Co-administration of melatonin and dexamethasone attenuates lung tissue injury after liver ischemia/reperfusion

Abstract

Ischemia-reperfusion injury (IRI) is a common and important clinical problem in many different organ systems. Once the blood flow and oxygen supply are reestablished, reperfusion enhances the injury caused by the ischemic period. This phenomenon, known as ischemia/reperfusion (IR) injury, impacts directly on liver viability, especially during transplantation and liver surgery. The purpose of this study was to evaluate combination pretreatment of melatonin (MEL) and dexamethasone (DEX) on liver I/R model of lung injury.
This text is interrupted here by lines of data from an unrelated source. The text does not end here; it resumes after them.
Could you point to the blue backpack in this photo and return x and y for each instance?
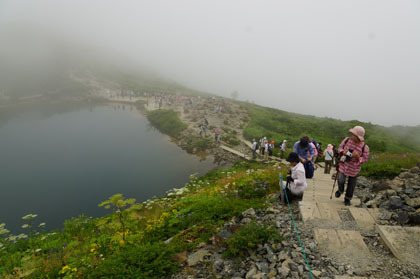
(309, 169)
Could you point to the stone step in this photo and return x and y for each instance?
(365, 217)
(348, 277)
(344, 246)
(404, 242)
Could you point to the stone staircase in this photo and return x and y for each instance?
(345, 244)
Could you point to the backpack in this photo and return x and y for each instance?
(363, 148)
(309, 169)
(317, 146)
(257, 146)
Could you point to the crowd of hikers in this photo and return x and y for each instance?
(347, 160)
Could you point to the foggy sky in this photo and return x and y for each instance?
(342, 59)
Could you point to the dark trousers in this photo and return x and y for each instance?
(328, 166)
(351, 184)
(291, 196)
(254, 154)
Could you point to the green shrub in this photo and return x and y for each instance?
(149, 260)
(249, 237)
(199, 144)
(166, 121)
(388, 165)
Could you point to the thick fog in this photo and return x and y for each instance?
(342, 59)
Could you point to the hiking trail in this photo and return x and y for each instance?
(339, 230)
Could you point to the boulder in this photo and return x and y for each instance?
(251, 273)
(395, 202)
(380, 186)
(197, 257)
(396, 182)
(413, 202)
(415, 170)
(402, 218)
(283, 272)
(414, 218)
(390, 193)
(385, 215)
(249, 212)
(363, 182)
(408, 175)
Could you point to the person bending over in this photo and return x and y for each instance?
(353, 153)
(296, 180)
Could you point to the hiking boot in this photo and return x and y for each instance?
(337, 194)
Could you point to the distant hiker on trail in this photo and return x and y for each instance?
(314, 157)
(262, 148)
(203, 130)
(328, 157)
(303, 149)
(283, 148)
(353, 153)
(270, 148)
(217, 135)
(296, 179)
(265, 142)
(305, 153)
(254, 148)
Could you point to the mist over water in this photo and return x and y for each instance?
(347, 60)
(60, 162)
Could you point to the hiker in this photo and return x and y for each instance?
(353, 153)
(303, 149)
(254, 148)
(262, 149)
(217, 135)
(315, 156)
(335, 159)
(296, 180)
(265, 142)
(202, 130)
(283, 148)
(305, 153)
(270, 148)
(328, 158)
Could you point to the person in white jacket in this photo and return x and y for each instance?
(296, 181)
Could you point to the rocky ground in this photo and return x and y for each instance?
(397, 198)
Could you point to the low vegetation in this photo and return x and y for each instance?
(278, 125)
(143, 240)
(166, 121)
(389, 165)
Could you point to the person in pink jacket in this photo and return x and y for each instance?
(353, 152)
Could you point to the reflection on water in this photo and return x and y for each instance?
(62, 161)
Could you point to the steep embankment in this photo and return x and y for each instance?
(278, 125)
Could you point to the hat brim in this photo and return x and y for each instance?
(361, 138)
(292, 160)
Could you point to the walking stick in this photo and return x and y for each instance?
(335, 180)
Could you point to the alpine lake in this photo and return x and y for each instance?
(61, 161)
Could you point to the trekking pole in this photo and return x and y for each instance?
(335, 180)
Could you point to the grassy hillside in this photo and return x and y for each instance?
(166, 121)
(278, 125)
(129, 243)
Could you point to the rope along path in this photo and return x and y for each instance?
(296, 230)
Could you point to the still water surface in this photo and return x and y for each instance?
(62, 162)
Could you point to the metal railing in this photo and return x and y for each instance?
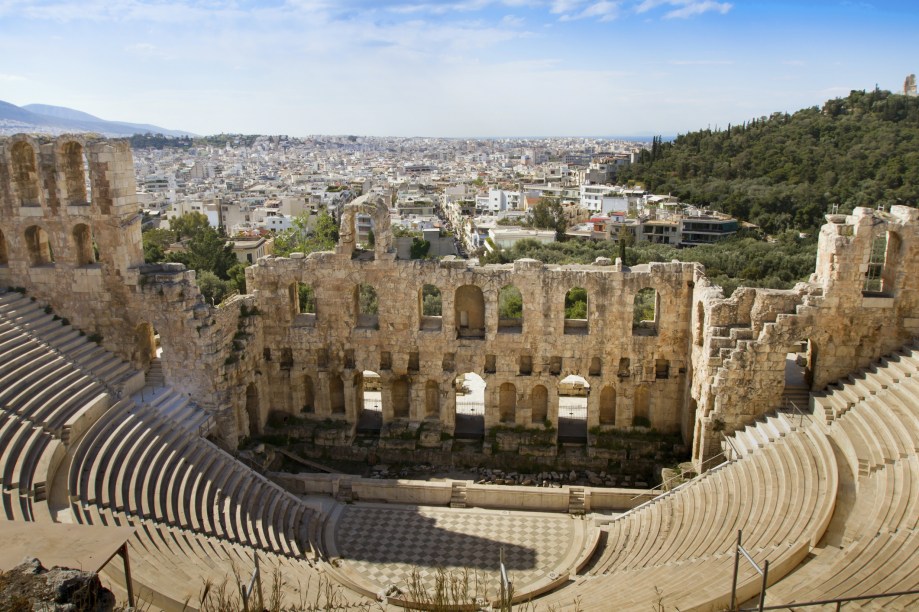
(825, 602)
(669, 480)
(762, 571)
(802, 416)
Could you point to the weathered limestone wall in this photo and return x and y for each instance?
(336, 344)
(739, 347)
(69, 242)
(708, 364)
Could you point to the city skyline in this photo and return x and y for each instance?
(498, 68)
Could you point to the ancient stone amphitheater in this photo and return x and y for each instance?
(96, 429)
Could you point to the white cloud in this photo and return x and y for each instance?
(690, 9)
(602, 11)
(682, 9)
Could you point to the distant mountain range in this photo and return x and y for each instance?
(47, 119)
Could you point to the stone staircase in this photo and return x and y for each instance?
(57, 335)
(576, 501)
(458, 494)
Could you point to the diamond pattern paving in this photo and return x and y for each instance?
(385, 543)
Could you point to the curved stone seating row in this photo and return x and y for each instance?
(171, 567)
(755, 493)
(28, 461)
(28, 318)
(135, 461)
(874, 547)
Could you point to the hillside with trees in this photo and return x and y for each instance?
(786, 171)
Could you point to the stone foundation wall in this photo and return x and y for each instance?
(704, 366)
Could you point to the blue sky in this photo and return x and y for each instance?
(455, 68)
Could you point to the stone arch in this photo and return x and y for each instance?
(74, 167)
(378, 209)
(25, 173)
(336, 395)
(507, 403)
(891, 262)
(144, 344)
(608, 405)
(700, 324)
(38, 246)
(366, 306)
(577, 309)
(539, 404)
(641, 408)
(302, 299)
(400, 389)
(253, 410)
(309, 395)
(431, 400)
(430, 308)
(83, 245)
(469, 311)
(646, 312)
(510, 309)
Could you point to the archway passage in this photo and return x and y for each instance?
(608, 405)
(432, 400)
(336, 395)
(507, 403)
(799, 374)
(83, 245)
(144, 345)
(76, 177)
(469, 307)
(25, 174)
(470, 406)
(572, 409)
(401, 408)
(370, 403)
(252, 410)
(38, 245)
(539, 405)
Male Wistar rats (n=60) were assigned to 5 groups of 12 animals each: 1: Sham; Laparatomy without I/R 2: I/R; underwent hepatic I/R. 3: I/R+MEL; hepatic I/R+ injected intraperitoneally melatonin (20 mg/kg). 4: I/R+DEX; hepatic I/R+ injected intravenously dexamethasone (10 mg/kg). 5: I/R+MEL+DEX; hepatic I/R+ injected intraperitoneally melatonin + injected intravenously dexamethasone. Liver subjected to ischemia by clamping portal triad for 30 minutes and was reperfused for 6 hours after ischemia by removing the clamps. Levels of glutathione peroxidase (GPx) and superoxide dismutase (SOD) decreased after hepatic I/R in all groups; levels of GPx and SOD were higher in I/R+MEL+DEX group comparing to I/R, I/R+MEL and I/R+DEX groups significantly(P<0. 05), and they were higher in I/R+MEL group comparing to I/R and I/R+DEX groups but it was not significant. Lung tissue malondialdehyde (MDA), lung injury index, and apoptotic index increased after hepatic I/R. Tissue MDA, tissue injury index and apoptotic index were lower in I/R+MEL+DEX group comparing to I/R, I/R+MEL and I/R+DEX groups significantly(P<0. 05), and in I/R+MEL was lower than I/R+DEX group but it was not significant. Coadministration of melatonin and dexamethasone had better results in decreasing the lung injury after hepatic I/R, comparing to administering each of them alone.